(Juba, 08 September 2022) The Humanitarian Coordinator for South Sudan, Ms. Sara Beysolow Nyanti, is deeply concerned by the latest round of violence in Upper Nile State, and its consequences on civilians. Since mid-August, thousands of people have been displaced across many areas of Upper Nile, Jonglei, and Unity states following heavy fighting between armed factions in Tonga town and neighbouring areas in Panyikang County, Upper Nile State. Yesterday, fighting erupted near Adidiang, where several thousands of the displaced had taken refuge, leading to civilian deaths, injuries and further displacement.
“I was in Adidiang a week ago, and I am devastated that the women, children, and elderly people I met have suffered further violence and trauma”, said Ms. Nyanti. Initial reports describe unimaginable scenes of Adidiang set ablaze, humanitarian structures established as recent as two weeks ago destroyed and civilians fleeing the fighting by canoes and boats, leading to several people drowning. According to unconfirmed reports up to 300 people have been killed in the attacks. “This kind of violence, in an area hosting displaced civilians, in unconscionable”, Ms. Nyanti added. “All parties need to remember their obligations under International Law and ensure civilians are protected, no matter where they are”.
All partners are engaged in a race against time to save those at risk of drowning in their haste to flee the violence. As traumatized civilians start arriving in Malakal, humanitarian partners estimate that up to 5,000 people could arrive in the coming hours and days, seeking protection and assistance at the Protection of Civilians Site (PoC). Humanitarians have swiftly mobilized available resources and are working to provide life-saving assistance to meet urgent needs. However, there are concerns over the situation within the PoC following fighting that erupted last night within the PoC. While violence was contained, concerns over potential spill over of the fighting to Malakal, and the PoC camp, remain.

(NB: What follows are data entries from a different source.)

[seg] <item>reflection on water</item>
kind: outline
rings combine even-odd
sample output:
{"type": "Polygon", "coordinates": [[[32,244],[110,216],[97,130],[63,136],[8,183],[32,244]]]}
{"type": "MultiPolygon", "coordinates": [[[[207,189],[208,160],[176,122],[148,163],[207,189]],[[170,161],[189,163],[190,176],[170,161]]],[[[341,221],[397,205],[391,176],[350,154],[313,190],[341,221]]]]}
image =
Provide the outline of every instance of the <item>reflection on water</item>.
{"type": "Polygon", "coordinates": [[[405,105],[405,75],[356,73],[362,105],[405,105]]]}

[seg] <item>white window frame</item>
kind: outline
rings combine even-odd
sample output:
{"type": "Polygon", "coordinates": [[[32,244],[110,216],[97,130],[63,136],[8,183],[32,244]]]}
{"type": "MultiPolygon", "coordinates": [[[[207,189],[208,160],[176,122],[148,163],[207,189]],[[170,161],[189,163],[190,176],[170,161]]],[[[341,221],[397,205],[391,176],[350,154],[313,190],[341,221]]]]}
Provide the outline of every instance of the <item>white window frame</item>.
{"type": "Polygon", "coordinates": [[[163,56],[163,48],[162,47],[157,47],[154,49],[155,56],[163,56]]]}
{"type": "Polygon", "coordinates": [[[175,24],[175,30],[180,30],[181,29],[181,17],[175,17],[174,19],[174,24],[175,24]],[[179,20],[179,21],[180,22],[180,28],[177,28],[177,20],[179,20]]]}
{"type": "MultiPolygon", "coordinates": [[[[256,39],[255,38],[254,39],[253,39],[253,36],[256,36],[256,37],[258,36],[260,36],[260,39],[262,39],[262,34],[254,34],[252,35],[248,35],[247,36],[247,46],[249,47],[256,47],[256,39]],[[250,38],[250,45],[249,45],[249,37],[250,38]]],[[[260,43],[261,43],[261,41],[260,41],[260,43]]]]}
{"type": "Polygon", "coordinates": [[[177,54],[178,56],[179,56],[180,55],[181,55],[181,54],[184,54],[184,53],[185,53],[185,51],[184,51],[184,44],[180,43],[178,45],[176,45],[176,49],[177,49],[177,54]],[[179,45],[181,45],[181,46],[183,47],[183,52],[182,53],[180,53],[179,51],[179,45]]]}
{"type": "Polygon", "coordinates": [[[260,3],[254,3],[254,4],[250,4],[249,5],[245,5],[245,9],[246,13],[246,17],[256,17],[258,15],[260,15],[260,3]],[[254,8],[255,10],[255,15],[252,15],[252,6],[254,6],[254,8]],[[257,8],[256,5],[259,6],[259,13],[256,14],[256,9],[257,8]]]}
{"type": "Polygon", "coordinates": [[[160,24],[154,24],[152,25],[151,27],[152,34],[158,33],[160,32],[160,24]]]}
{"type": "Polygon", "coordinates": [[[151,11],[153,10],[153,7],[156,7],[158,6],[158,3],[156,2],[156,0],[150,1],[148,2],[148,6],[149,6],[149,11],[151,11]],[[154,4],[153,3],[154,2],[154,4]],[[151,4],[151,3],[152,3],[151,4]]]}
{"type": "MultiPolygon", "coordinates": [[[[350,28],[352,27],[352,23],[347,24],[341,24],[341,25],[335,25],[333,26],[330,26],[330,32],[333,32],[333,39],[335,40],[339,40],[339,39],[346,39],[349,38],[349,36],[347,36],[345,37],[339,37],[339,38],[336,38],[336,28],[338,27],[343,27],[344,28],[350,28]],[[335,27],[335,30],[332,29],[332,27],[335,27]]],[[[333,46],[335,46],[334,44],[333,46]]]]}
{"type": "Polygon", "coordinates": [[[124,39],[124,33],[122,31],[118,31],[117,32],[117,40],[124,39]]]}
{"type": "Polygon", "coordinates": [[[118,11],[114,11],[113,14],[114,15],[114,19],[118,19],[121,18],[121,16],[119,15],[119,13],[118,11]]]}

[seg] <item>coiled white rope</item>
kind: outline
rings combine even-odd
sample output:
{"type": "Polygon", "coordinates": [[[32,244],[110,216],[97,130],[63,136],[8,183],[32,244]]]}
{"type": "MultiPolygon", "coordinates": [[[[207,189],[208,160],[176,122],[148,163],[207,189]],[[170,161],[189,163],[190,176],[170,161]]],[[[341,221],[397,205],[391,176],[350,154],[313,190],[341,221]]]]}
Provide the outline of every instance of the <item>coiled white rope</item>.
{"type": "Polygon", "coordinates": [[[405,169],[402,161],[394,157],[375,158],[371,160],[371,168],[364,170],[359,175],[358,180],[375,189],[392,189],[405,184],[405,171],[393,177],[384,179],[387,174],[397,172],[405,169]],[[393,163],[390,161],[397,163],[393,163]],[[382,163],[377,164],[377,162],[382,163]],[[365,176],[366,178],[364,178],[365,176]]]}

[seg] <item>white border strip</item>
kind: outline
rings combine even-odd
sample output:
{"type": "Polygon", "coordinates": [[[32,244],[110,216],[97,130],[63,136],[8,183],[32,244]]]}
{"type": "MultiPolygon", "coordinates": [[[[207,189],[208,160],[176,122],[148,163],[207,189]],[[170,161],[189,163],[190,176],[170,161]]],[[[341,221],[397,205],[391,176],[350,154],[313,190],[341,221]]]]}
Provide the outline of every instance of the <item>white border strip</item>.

“We will continue supporting people in need to the best of our ability” Ms. Nyanti said. “But we need an immediate cessation of hostilities, and a resolution to the conflict. Without peace, civilians will continue to suffer and die under our watch”, she added.
Note to editors:
Some 6.8 million of the most vulnerable people in South Sudan need urgent life-saving assistance and protection in 2022. South Sudan continues to be the most violent context for aid workers, followed by Afghanistan and Syria.
Since the beginning of 2022, five humanitarian workers were killed there in the line of duty. Across the country, aid workers – mostly national humanitarian workers – are affected by the impact of armed violence, bureaucratic impediments, and targeted violence.